原霁不吭声,打架时说什么话。他不受木措的激法,他采用了游走之术,这番打斗技巧让雄狮来回跟着转,越发烦躁。原霁最后寻着机会,一枪震飞了木措手中的弯刀,他弯身袭去,撞入木措胸前铁甲。
原霁手扣住他的铁甲!
这一摸,几次三番的试探,终于让原霁确认:对方的铁甲,是早就被凉州军淘汰出去的。即使漠狄人得到了铁甲,也不是最好的那批。
换言之,凉州军中没有出现叛徒。
原霁的近身试探,给了木措机会。木措大喝一声,抓住原霁的肩,对方因撞击的动作而下盘不稳,木措用力一扔,将原霁砸入沙漠中。同时,他的拳脚紧随。原霁当胸被击,身子斜斜后飞,木措再接再厉!
这般缠打之下,原霁再次从沙漠中爬起来时,他面上所覆的面布,终于掉了。
星光如银河璀璨,在遥远天穹上飞流。
木措和原霁隔着三四丈的距离,二人喘着气对目。这般对视之下,木措的眼睛越来越冷,他凭着本能判断了出来――
“你就是凉州城里那只狼崽子么?”
木措目光扫过所有的黑衣敌人,明白了:“凉州军藏头藏尾不敢露出真容,你们以为假装自己不是军人,就能赢了?”
原霁目光微闪,淡漠不语――他真正的目的,当然不会分享给敌人。
木措猛地挥舞手臂,大喝:“壮士们,与我一同斩杀这头狼崽子,给我父亲当礼物!”
--
玉廷关下,原让亲上战场,与漠狄王相对。二人在战场上对敌,都视对方为仇人。
漠狄王手中武器直攻原让座下之马,又在对方躲避时纵马下压,手中刀压向原让手中的剑。原让后倾身硬扛漠狄王,对方的大力,让他额上渗了汗。但原让此人性情坚韧,绝不气馁。
混战中,漠狄人伏身,沙哑笑着,用大魏话和原让交流:“凉州元帅,这一晚,你们兵马都被困在这里时,如果时辰差不多,你们背后的武威郡,已经到我儿子手中了。”
原让手中紧握的剑一颤,他猛地看向对方。
电光火石,各种线索在原让脑中回转,连成一条线。他咬牙:“你们突袭武威!”
漠狄王手中的刀压着原让,让他无法起身。他和这位凉州元帅一起滚下战马,手中刀挥得更加虎虎生风。漠狄王带着恶意,不屑地笑:“武威只是目标之一,我们不过是小试牛刀。不瞒元帅,我儿木措,就是去斩杀你藏在凉州城里的狼的!
“上次青萍马场,是我轻敌,我没想到原淮野的儿子,真能打仗……原二,你将他藏得可真好。
“但是!他还没有成为狼王!”
翻滚在地,原让依然被漠狄王压在地上,他握着剑的手微微发颤。头顶黑云罩天,漠狄王年老却魁梧,将原让压得抬不起身。
原让喘着气:“我七弟成婚那夜,青萍马场……你是在试我七弟会不会出现!”
漠狄王冷酷道:“漠狄人不会给凉州人任何崛起的机会。漠狄人十八年前打断了你们的脊骨,就不会等着你们再站起来。凉州是养不起狼的……你最大的错误,就是让我提前看到了那头狼。
“还没长大的狼崽子……该杀!”
--
“砰――”四方锁链,齐拖向原霁,缠住原霁的手脚,将他绊倒在草原上。
草原清新,透着水汽,便是距离镜湖越来越近了。原霁后背摔在草上,他龇一下牙,后背灼灼疼得发麻。但这不算什么,更大的拉扯压力,来自缠住他手脚的锁链。

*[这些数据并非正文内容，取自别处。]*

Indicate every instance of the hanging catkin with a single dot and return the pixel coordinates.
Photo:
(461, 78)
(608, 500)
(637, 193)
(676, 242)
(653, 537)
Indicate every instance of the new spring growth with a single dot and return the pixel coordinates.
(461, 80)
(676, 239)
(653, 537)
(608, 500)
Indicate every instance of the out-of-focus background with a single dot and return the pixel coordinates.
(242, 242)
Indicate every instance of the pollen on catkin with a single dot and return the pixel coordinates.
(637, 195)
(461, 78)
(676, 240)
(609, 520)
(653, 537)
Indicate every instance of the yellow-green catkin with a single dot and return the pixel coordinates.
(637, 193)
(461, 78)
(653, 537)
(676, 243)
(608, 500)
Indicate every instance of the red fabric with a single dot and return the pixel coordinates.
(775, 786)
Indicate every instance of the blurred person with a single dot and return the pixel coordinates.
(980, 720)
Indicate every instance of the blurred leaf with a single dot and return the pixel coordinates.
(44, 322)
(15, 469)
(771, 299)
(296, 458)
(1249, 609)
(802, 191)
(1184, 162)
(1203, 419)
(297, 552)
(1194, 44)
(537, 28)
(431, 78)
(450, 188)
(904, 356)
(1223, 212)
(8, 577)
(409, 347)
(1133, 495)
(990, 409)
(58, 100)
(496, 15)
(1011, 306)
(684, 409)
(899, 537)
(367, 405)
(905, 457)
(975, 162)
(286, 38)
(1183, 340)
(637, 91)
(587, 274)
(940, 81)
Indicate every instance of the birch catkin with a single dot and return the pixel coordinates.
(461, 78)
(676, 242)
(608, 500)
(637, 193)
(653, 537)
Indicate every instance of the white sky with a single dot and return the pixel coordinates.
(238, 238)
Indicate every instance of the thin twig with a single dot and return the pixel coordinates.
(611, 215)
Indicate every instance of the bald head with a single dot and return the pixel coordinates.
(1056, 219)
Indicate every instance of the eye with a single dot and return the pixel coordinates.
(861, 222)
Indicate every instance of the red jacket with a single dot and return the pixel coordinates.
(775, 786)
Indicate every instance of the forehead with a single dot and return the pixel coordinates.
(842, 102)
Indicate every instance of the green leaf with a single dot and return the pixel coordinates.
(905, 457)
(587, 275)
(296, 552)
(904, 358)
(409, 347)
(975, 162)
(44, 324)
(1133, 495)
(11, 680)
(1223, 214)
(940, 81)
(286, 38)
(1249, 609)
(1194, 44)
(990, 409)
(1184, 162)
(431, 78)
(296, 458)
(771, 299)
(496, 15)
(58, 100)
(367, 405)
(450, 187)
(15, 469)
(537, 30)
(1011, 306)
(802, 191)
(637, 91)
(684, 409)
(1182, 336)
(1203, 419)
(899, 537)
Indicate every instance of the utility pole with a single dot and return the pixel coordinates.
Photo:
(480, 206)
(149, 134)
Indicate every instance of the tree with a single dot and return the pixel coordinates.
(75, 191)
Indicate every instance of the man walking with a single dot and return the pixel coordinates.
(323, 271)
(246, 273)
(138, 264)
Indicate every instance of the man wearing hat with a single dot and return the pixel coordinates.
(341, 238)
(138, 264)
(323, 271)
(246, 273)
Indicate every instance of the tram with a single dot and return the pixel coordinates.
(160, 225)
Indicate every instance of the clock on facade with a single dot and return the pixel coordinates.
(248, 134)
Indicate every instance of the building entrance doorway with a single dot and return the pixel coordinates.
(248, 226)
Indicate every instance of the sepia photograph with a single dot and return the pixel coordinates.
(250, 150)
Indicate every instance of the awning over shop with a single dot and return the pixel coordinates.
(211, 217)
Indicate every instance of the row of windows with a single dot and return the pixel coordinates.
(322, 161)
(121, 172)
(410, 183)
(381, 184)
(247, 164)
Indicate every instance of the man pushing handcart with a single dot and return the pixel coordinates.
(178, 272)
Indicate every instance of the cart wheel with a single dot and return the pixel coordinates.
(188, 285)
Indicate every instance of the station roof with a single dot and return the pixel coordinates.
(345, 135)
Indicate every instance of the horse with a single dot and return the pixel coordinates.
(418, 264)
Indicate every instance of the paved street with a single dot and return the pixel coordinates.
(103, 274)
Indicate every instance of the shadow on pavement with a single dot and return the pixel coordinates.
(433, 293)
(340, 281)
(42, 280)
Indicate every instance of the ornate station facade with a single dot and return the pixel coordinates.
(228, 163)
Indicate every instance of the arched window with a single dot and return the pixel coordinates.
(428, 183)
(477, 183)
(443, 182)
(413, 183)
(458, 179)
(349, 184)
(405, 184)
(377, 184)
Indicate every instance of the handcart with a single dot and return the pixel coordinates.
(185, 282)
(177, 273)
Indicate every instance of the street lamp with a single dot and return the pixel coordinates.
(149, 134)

一旦确定他就是原七郎,木措对敌的方式就改变了策略。原本木措一人对决,而这时是至少十个凉州精英,对付原霁。
他们真的将原霁当成一头狼在猎杀。
如何杀狼,就如何杀他。
在野外,不能给孤狼突击的可能。想要杀狼,就要用人海战术,就要将他围住,从四面八方罩住他。木措从不轻敌,木措的目的,一是武威,二是原霁。
走不到武威,杀了原霁,拿着原霁的头颅献给他父亲,他依然是此行功臣!
原霁喘着气,被四方拉扯拽得满头大汗。他面上、手臂上青筋暴突,厉目飞扬时,狠厉挣扎的样子,都让四方拽着铁链的敌人有心惊感。
木措嘱咐:“所有人都不要靠近他!在野外,绝不能让狼近身!”
木措盯着原霁,眼睛发亮:狼崽子被缚住手脚,便寸步难行,沦为困兽。
不过如此。
父亲是对原淮野太害怕,才高估原淮野的儿子。如今看来,原霁根本不如他父亲,根本不会带给漠狄太大压力。
四方的打斗不停,凉州人依然用绳索缠着敌人,在镜湖边对打。没有任何一人走入敌人对原霁的包围圈……没有人能够救原霁。原霁几次翻身,手脚都被攥出血,他握紧拳头忍着四方拉扯,木措手中箭只射出,他不得不伏身。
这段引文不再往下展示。